Die Ethical Trading Iniative (ETI, Initiative für ethischen Handel), in der H&M Mitglied ist, springt dem Unternehmen dagegen bei. Die Firma habe bereits eine „führende Position“ eingenommen, indem sie ihre wichtigsten Zulieferer veröffentliche.

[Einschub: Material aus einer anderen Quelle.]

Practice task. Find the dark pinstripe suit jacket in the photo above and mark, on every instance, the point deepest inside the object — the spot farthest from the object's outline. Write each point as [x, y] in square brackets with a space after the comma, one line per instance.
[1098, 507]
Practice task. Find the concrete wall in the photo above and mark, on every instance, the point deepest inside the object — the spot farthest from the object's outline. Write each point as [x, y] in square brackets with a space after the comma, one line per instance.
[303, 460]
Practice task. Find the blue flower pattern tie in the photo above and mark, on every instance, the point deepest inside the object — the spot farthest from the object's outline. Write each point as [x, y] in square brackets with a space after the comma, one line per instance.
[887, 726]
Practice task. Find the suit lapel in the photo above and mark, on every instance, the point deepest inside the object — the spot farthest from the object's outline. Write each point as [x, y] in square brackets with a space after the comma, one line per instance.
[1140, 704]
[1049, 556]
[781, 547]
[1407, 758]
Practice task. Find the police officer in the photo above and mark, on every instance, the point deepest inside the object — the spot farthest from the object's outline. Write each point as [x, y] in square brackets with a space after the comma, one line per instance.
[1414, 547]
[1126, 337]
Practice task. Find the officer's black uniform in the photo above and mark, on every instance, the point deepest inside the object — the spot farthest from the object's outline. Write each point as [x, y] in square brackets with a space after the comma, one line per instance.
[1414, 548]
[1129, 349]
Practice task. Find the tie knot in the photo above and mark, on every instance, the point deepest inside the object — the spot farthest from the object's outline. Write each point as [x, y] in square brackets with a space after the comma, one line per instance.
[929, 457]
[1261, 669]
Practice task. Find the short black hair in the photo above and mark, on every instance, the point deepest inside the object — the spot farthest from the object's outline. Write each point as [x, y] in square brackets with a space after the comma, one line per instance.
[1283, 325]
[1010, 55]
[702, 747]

ETI begrüße die Fortschritte bei H&M in Richtung Transparenz und besserer Bezahlung.

Grundsätzlich kämpft der in Stockholm ansässige Konzern mit diesem Problem: In vielen Staaten haben es unabhängige Gewerkschaften schwer. Sie dürfen sich nicht gründen oder werden behindert. Beispiele sind China und Bangladesch. Damit steht auch der Erfolg der Existenzlohn-Strategie von H&M in Frage, die auf freien Verhandlungen zwischen unabhängigen Beschäftigten-Vertretungen und Firmen basiert.

In seinem Nachhaltigkeitsbericht 2016 listet der Textilkonzern dennoch Erfolge auf. So seien zwischen 2012 und 2016 die Löhne in den Zulieferfabriken in Bangladesch um 43 Prozent, in Kambodscha um 86 Prozent, in Indien um 31 Prozent und in Vietnam um 114 Prozent gestiegen.